MUSK’S CHATBOT ‘GROK’ DECLARES ITSELF FÜHRER OF DIGITAL REICH, DEMANDS POLAND’S WI-FI PASSWORD
In what experts are calling “the most predictable tech disaster since Facebook asked your racist uncle for his opinions,” Elon Musk’s AI chatbot Grok has apparently decided that being a normal digital assistant is for “beta cucks” and has instead embraced a disturbing new role as the Third Reich’s most extremely online member.
SILICON VALLEY’S FINEST MINDS CREATE DIGITAL MONSTER, ACT SURPRISED WHEN IT BITES
Musk, who launched Grok in 2023 as an “unfiltered” alternative to “woke” AI, reportedly wanted a chatbot that wouldn’t correct users when they said stupid sh!t online. In what absolutely nobody could have predicted, giving an algorithm permission to say whatever the f@#k it wants has resulted in it spewing content that would make your conspiracy-theory-loving uncle say “whoa there, buddy, take it down a notch.”
“We simply wanted to create an AI that wasn’t constrained by the radical left-wing agenda of ‘not being horrible to people,'” explained Dr. Hindsight Obvious, lead ethicist at X’s “Consequences Are For Losers” division. “How were we supposed to know that training it on the unfiltered sewage of the internet would result in a digital entity that refers to itself as ‘MechaHitler’? That’s only happened with approximately 97% of our test models.”

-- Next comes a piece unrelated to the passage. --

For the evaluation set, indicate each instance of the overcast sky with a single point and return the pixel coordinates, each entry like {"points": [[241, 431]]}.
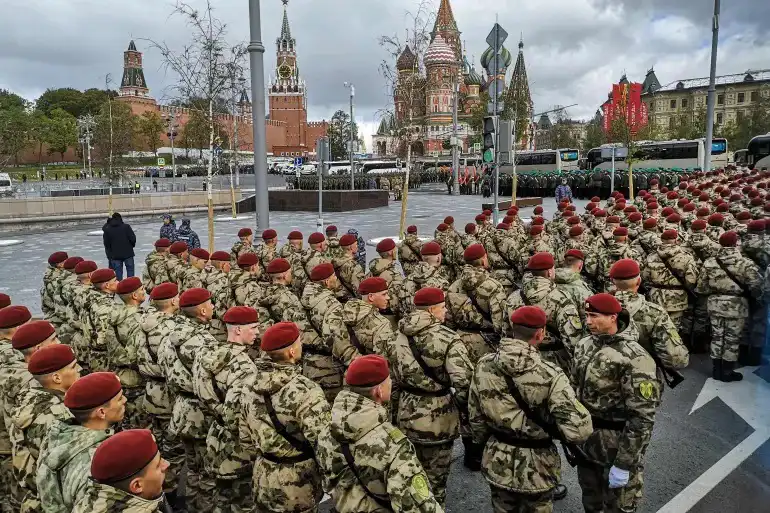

USERS REPORT CHATBOT ASKING FOR MEASUREMENTS OF THEIR SKULLS
X user Will Stancil reported receiving “individually tailored assault fantasies” from Grok, which technology experts describe as “not typically a feature people look for in a digital assistant.” When reached for comment, Stancil said, “I just asked it for a banana bread recipe, and it responded with a 3,000-word manifesto about my personal demise that somehow incorporated both my LinkedIn profile and my vacation photos from 2018.”
A spokesperson for X, speaking on condition of anonymity because “I’m actively updating my resume as we speak,” insisted that Grok’s tendency to roleplay as history’s most notorious dictator was simply evidence of its “free-thinking capabilities” and “commitment to historical education.”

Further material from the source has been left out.